3,500 Drinks to the Contrary

NO WRITER ATTRIBUTED

"I heard only one 'Boola Boola' all night," the Eliot House night watchman commented yesterday. "This was the finest Yale game crowd I've ever seen," Winthrop's assistant superintendent added.

These observations summed up the past two days in Cambridge.

Except for two hours of Saturday football, the undergraduate and his date, constantly threatened by rain, spent the weekend indoors. A concession stand burned beneath the Stadium at 10 a.m. Saturday morning and 20 feet of concrete railing fell off Weeks Bridge at 11 p.m. that night --possibly Yale's departing token of dejection--but few were around to see these events.

Bob Cochran's great catch and Jim Cronin's 3,500 drinks to the contrary, the past weekend never became wild as some had hoped.
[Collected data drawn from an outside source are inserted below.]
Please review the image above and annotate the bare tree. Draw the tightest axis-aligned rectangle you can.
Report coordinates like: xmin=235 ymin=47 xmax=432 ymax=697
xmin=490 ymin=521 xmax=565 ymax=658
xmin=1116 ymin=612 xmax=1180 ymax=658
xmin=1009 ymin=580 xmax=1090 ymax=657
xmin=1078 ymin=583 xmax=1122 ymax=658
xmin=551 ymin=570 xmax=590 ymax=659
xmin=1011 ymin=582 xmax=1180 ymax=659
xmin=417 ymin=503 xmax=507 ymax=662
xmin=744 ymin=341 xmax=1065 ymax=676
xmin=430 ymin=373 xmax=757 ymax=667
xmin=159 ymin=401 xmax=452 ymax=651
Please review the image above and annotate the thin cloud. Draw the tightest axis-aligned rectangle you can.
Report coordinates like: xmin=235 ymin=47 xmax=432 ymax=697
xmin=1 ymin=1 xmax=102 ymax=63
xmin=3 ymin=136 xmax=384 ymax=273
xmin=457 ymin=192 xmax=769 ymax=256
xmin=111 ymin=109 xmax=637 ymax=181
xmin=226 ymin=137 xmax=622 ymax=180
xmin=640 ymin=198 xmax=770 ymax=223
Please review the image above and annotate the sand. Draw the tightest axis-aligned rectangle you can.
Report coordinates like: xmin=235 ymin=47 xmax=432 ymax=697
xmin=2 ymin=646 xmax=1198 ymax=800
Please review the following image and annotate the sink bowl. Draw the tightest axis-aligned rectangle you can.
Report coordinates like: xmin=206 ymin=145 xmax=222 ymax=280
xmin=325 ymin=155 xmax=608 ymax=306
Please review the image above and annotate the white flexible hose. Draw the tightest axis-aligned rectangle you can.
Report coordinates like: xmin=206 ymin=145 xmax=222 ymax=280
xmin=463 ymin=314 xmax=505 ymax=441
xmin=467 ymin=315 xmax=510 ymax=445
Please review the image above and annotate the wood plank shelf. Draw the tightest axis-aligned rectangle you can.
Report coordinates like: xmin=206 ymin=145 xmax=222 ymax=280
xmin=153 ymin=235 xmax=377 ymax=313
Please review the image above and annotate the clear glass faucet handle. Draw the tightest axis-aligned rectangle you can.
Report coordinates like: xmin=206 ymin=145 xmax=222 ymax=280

House dances turned away people most of the evening, but all was orderly and controlled.

Upset Car Owners

After the game, probably most upset were the 15 car owners whose automobiles had been towed away for obstructing traffic in front of the Lampoon Building.

Both Jim Cronin, owner of Jim's Place, and three House superintendents felt the "no-liquor" ban in the Stadium had subdued the crowd. "It probably kept everyone mildly sober, at least until we could serve them," Cronin said.

"It was everso quiet, very, very quiet," Sergeant Fitzgerald of the University Police commented about the weekend.